Saying that CPG (consumer packaging goods) companies need more automation to improve their manufacturing competitiveness is much like declaring that water is wet, but despite the virtually unanimous agreement on the importance of automation and digitization as vital strategic assets and competencies, there remains much disparity in the success of their implementation to date across many manufacturing sectors.

Despite the billions of dollars spent by goods-producing industries on the latest robotics, artificial intelligence (AI), manufacturing software and other new-generation automation technologies, the gap between optimizing their full potential and the actual advances in process efficiencies and productivity on the shop floor still leaves a lot of room for improvement, according to numerous studies on the subject.

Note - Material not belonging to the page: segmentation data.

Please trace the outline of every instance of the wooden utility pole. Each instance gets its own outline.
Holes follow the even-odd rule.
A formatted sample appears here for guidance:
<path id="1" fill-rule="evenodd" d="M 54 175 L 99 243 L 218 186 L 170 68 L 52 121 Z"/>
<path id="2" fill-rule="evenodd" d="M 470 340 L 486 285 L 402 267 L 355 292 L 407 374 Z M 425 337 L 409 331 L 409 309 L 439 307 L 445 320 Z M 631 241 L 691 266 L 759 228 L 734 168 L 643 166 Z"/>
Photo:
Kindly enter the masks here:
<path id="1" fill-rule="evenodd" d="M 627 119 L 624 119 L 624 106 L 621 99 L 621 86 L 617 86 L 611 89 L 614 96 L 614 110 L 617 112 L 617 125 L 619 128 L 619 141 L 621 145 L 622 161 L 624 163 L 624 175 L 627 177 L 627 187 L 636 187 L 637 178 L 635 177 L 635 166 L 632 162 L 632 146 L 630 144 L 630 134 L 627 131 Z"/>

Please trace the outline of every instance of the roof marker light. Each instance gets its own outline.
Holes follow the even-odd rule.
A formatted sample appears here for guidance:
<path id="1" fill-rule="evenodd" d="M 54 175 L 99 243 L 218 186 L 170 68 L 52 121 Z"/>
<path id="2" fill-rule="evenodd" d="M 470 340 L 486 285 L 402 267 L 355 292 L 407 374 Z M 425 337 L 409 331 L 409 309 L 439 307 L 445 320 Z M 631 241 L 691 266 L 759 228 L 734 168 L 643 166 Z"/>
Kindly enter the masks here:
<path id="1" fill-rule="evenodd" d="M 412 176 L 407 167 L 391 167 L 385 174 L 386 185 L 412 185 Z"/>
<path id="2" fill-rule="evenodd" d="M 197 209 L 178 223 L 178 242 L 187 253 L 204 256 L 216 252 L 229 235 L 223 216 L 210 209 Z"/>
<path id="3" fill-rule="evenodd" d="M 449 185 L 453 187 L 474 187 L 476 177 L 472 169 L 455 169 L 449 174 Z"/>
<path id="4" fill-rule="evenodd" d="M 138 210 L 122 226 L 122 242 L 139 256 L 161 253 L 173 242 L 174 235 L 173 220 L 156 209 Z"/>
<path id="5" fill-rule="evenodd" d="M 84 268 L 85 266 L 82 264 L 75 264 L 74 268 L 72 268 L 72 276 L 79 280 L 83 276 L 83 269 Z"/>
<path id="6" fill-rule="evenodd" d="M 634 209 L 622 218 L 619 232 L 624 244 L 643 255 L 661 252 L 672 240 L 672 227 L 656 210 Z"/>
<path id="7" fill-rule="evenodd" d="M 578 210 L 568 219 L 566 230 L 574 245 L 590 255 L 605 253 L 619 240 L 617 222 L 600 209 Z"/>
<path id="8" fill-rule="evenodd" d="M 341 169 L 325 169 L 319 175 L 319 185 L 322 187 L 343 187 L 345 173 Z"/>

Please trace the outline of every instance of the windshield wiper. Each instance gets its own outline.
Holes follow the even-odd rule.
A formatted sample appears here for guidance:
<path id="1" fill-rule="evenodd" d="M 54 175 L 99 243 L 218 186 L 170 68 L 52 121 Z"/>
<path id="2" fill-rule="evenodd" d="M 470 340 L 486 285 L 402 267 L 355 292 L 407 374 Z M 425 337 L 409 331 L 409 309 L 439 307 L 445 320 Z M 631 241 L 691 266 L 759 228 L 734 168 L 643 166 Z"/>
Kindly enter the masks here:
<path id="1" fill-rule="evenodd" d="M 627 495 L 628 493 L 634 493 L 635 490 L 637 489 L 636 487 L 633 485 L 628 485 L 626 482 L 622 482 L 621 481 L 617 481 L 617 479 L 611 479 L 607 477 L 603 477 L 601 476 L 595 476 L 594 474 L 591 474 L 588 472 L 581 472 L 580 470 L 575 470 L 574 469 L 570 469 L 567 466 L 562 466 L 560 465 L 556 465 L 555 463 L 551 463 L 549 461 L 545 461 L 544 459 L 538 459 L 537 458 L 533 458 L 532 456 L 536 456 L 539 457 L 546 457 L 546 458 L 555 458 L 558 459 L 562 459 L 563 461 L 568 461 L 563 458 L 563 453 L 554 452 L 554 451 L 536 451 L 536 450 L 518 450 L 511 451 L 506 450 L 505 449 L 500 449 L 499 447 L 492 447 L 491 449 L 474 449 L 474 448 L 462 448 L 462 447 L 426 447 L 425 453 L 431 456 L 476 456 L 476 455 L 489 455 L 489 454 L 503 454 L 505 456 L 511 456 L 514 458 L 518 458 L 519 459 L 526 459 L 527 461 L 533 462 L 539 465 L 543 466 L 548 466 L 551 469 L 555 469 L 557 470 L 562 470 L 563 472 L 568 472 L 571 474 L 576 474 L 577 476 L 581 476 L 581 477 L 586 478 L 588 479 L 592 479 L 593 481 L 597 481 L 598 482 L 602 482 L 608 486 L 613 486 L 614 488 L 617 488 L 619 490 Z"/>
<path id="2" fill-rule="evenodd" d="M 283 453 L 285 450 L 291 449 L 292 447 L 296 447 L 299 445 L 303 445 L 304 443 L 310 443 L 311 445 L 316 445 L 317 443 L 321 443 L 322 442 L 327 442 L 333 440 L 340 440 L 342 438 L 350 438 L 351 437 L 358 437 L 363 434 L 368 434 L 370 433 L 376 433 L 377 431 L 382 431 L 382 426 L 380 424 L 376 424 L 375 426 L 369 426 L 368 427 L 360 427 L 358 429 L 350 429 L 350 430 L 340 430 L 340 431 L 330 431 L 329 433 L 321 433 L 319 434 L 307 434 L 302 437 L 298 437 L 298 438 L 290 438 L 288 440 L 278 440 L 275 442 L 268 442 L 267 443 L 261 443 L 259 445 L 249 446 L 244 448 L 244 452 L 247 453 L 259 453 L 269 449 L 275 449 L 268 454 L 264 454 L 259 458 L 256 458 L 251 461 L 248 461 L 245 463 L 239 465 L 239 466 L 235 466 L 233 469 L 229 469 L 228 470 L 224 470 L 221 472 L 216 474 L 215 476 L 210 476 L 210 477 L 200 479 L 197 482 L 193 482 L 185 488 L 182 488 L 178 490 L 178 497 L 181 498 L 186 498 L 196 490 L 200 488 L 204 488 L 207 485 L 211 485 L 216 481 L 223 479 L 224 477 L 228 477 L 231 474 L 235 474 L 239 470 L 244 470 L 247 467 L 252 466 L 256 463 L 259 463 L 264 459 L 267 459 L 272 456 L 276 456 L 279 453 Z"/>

For packaging and related processing industries, this gap was comprehensively outlined in the recent landmark report, titled The Future of Automation in Packaging and Processing, released by PMMI, The Association for Packaging and Processing Technologies, during the latest PACK EXPO International global packaging industry showcase in Chicago in November of 2022.

Based on extensive interviews with leading executives at 105 prominent CPG manufacturing companies across North America, the study confirms that while senior management is largely committed to further investment in automation technologies to support future business growth, many corporate leaders remain unimpressed by the concrete results those investment have yielded so far.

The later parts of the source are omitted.